This page focus on the PCA of a multivariate Gaussian distribution. We'll describe here how to compute the PCA of a set of points. The aim here is to calculate:

- the center (mean) of the set of points
- the covariance matrix (standard deviations)
- the rotation angle (or rotation matrix)

Matlab scripts can be downloaded from the *Download* section of this page.

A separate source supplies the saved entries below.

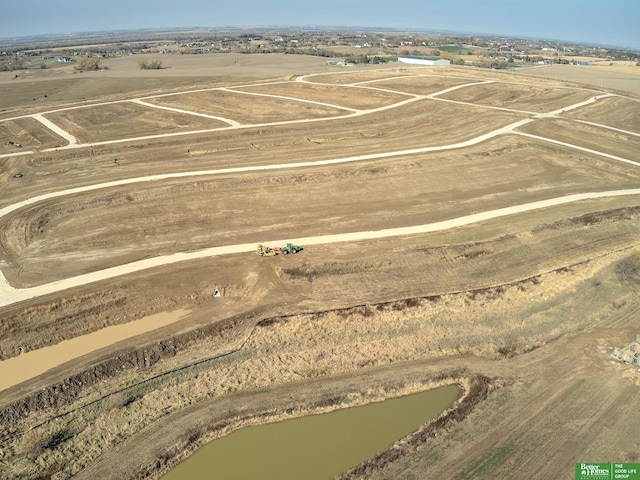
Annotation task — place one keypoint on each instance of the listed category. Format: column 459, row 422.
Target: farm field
column 462, row 226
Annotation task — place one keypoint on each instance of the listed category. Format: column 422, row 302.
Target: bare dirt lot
column 521, row 310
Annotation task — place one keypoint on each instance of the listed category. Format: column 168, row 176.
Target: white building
column 430, row 61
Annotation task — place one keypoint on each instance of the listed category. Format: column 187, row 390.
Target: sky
column 604, row 22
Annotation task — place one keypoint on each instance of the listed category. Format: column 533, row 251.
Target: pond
column 315, row 446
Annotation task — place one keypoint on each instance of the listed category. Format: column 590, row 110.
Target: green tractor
column 290, row 248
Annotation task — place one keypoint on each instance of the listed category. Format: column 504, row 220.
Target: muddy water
column 31, row 364
column 315, row 446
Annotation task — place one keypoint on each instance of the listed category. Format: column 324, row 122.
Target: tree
column 152, row 65
column 88, row 64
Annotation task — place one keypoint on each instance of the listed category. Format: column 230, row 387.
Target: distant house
column 430, row 61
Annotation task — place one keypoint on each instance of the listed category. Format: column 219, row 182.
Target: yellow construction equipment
column 265, row 251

Let's consider the following set of points:

This set of \( N \) points has been picked at random with the following properties:

The center of the set of points is given by:

$$ C = \begin{bmatrix} 8 && 2 \end{bmatrix} $$

The covariance of the set of points is given by:

$$ \Sigma= \begin{bmatrix} 3 && 0\\ 0 && 1 \end{bmatrix} $$

The rotation of the set is: \( \alpha = \dfrac{\pi}{3} \)

Read this page for more details on covariance. The aim of PCA is to calculate the above parameters from the set of points.

In the following, will consider the set of points has the following coordinates:

$$ X = \begin{bmatrix} x_1 && y_1 \\ x_2 && y_2 \\ x_3 && y_3 \\ ... && ...\\ x_n && y_n \end{bmatrix} $$

The following matlab code compute the set of points

```
% Number of sample
N=1000;
% Standard deviation along X and Y
StdX=3;
StdY=1;
% Offset along X and Y
offsetX = 8;
offsetY = 2;
% Rotation of sample (correlation)
alpha=pi/3;
%% Create and display random sample
X = randn(N,2)
X = X*[StdX,0;0,StdY]';
X = X*[cos(alpha) , -sin(alpha) ; sin(alpha) , cos(alpha) ]';
X = X+[offsetX offsetY];
```

Calculating the center of the set of points is probably the simplest operation. The center is the mean of the \( x \) and \( y \) coordinates:

$$ \hat{C} = \begin{bmatrix} x_c && y_c \end{bmatrix} = \begin{bmatrix} \sum\limits_{i=1}^n x_i && \sum\limits_{i=1}^n y_i \end{bmatrix} $$

The following Matlab code compute the center of the set:

```
>> mean(X)
ans =
7.8775 1.9065
```

The center is close from the expected results \( \begin{bmatrix} 8 && 2 \end{bmatrix} \).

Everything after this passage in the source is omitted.